Ночной сторож? Уборщик, как предположил Джейк? Только это и имеет какой-то смысл, хотя кажется каким-то устаревшим.
Что за работа – ночной сторож? Ночь за ночью он здесь совершенно один. Особенно в такой школе. В безлюдном месте, где вокруг на много миль никого. Хотя… может быть, ему это нравится, может, он любит одиночество. Работать не спеша, в удобном для себя ритме. Просто делать свое дело. Никто не говорит ему, как и когда убираться. Лишь бы дело было сделано. Так приятно работать. За долгие годы у него накопились определенные привычки, и он все делает машинально, даже не задумываясь. И даже если кто-то оказывается рядом, уборщика, как правило, не замечают.
Да, в такой работе определенно что-то есть. Мне нравится не уборка помещения как таковая, а одиночество, уединение. Пусть он всю ночь на ногах, зато не приходится сталкиваться с учениками, не нужно видеть, как они беспечны, какие они грязнули, неряхи и свиньи. Правда, это ему известно лучше, чем кому-либо другому, потому что он прибирает за ними. Больше никто не изъявил такого желания.
Если бы я могла работать одна, наверное, я бы предпочла такую работу. Я в этом почти уверена. Никаких разговоров ни о чем, никаких обсуждений грядущих планов. Никто не подходит к твоему столу, чтобы донимать тебя вопросами. Делаешь свое дело, и все. Если бы я могла в основном работать одна и по-прежнему жила одна, все было бы проще. Все было бы гораздо естественнее.

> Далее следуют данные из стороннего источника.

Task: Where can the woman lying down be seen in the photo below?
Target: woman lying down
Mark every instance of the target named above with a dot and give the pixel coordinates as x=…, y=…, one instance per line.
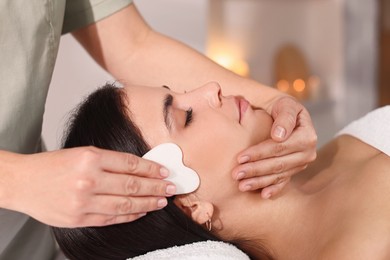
x=338, y=208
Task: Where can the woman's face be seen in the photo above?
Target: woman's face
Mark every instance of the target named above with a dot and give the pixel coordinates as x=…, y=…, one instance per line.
x=211, y=129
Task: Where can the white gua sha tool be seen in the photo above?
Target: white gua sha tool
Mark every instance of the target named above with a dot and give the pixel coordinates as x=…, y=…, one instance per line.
x=171, y=156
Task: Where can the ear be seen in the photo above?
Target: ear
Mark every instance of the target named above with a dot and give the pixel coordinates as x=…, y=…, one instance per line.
x=199, y=210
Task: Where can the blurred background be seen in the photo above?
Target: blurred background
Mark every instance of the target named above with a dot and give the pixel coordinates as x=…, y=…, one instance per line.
x=332, y=55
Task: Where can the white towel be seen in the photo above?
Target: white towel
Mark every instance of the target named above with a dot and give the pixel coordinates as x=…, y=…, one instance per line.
x=205, y=250
x=373, y=129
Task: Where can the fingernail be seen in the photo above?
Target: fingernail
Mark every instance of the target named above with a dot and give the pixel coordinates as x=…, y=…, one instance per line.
x=162, y=203
x=164, y=172
x=170, y=190
x=243, y=159
x=280, y=132
x=247, y=187
x=267, y=196
x=240, y=175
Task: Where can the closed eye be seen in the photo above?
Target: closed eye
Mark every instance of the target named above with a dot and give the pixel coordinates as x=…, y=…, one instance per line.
x=189, y=117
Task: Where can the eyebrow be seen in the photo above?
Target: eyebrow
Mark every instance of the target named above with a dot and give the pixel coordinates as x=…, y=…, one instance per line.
x=168, y=100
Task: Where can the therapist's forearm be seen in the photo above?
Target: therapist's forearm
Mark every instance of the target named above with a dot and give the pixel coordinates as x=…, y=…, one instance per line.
x=133, y=53
x=182, y=68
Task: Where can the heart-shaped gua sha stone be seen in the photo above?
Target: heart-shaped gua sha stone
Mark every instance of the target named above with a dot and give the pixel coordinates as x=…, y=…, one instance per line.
x=171, y=156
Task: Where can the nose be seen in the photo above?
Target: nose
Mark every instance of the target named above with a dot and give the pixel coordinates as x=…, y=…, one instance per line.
x=212, y=92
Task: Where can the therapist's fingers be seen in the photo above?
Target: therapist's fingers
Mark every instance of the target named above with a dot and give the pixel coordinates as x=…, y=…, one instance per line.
x=274, y=165
x=284, y=112
x=270, y=149
x=129, y=185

И все-таки… один всю ночь, особенно в такой большой школе. От такой работы мурашки по коже. Я смотрю на школу. Во всем здании темно. Темно и тихо, как сейчас в машине.
Единственная книга, которую Джейк мне подарил, а подарил он мне ее примерно через неделю после нашего знакомства, называется «Пропащий», и написал ее немецкий писатель, какой-то Бернхардт. Он уже умер, и я не знала о книге, пока Джейк мне ее не подарил. На обороте титула он написал: «Еще одна печальная история».
Вся книга – сплошной монолог. Джейк подчеркнул один абзац: «Существовать ведь значит не что иное, как отчаиваться… мы ведь даже не в состоянии просто жить, не способны существовать, мы не существуем, нами существуют!» После того как я прочла книгу, я все время думала о том, что это означает. Еще одна печальная история.
Слышу откуда-то справа резкий металлический лязг. Он доносится со стороны школы. Он меня пугает. Я оборачиваюсь на звук. Ничего, кроме снежного вихря. Никакого признака движения или света, кроме желтой лампы. Жду других звуков, но не слышу ничего.